I will give The New York Observer (formerly owned by Trump’s favorite son-in-law aide Jared Kushner) the benefit of the doubt — maybe their writer actually just doesn’t understand how the law works. On Saturday, the paper went with the headline Court Admits DNC and Debbie Wasserman Schulz Rigged Primaries Against Sanders.
Except that is not what happened at all. It’s, to borrow a term, “fake news.” Mistake or not, it sure looks like this article was printed to make Clinton and the DNC look bad.

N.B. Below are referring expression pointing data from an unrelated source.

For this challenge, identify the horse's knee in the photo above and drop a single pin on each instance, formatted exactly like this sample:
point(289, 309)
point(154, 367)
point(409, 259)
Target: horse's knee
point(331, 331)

We reported the actual facts in our article on Friday. A federal judge dismissed a lawsuit filed by hundreds of Bernie Sanders supporters alleging fraud by the Democratic National Committee. In the lawsuit which was filed last June, the plaintiffs contend that the DNC “actively concealed its bias” from its donors and supporters and was in cahoots with the Clinton campaign to tip the scales in her favor. The Bernie backers claimed that emails released through Wikileaks bolstered their case even further. But, in an opinion released Friday, a federal judge shot them down and said they don’t have a case — at least not legally.
Here is where The Observer got a list confused. The judge wrote:
“The Court thus assumes that the DNC and Wasserman Schultz preferred Hillary Clinton as the Democratic candidate for president over Bernie Sanders or any other Democratic candidate. It assumes that they stockpiled information useful to the Clinton campaign.
But, you see, in a motion to dismiss, the judge does NOT investigate the facts of the lawsuit. But, rather, he assumes the facts are accurate (or views them mostly favorably) and decides whether — even if the facts alleged are proven out — if the plaintiffs have a case. The judge found that the Bernie Backers did not have a legal case against Wasserman or the DNC. Judge William Zloch did NOT make any factual findings about whether the election was rigged in favor of Clinton. That headline and story by The Observer is just misleading.
“Since this was a motion for dismissal on standing and other grounds, a court will assume all facts in favor of the non-moving party. In other words, a court will say that ‘even if you were to prove all of these allegations, you would still not have a case.” wrote George Washington Law Professor Jonathan Turley.
Legal misunderstanding? It sure seems like it (at the very least.)
Clarification: Kushner transferred his ownership stake in The Observer to a family trust upon joining the White House.
Update August 28, 2017: The Observer has since changed their headline and clarified the meaning of the judge’s order.
This is an opinion piece. The views expressed in this article are those of just the author.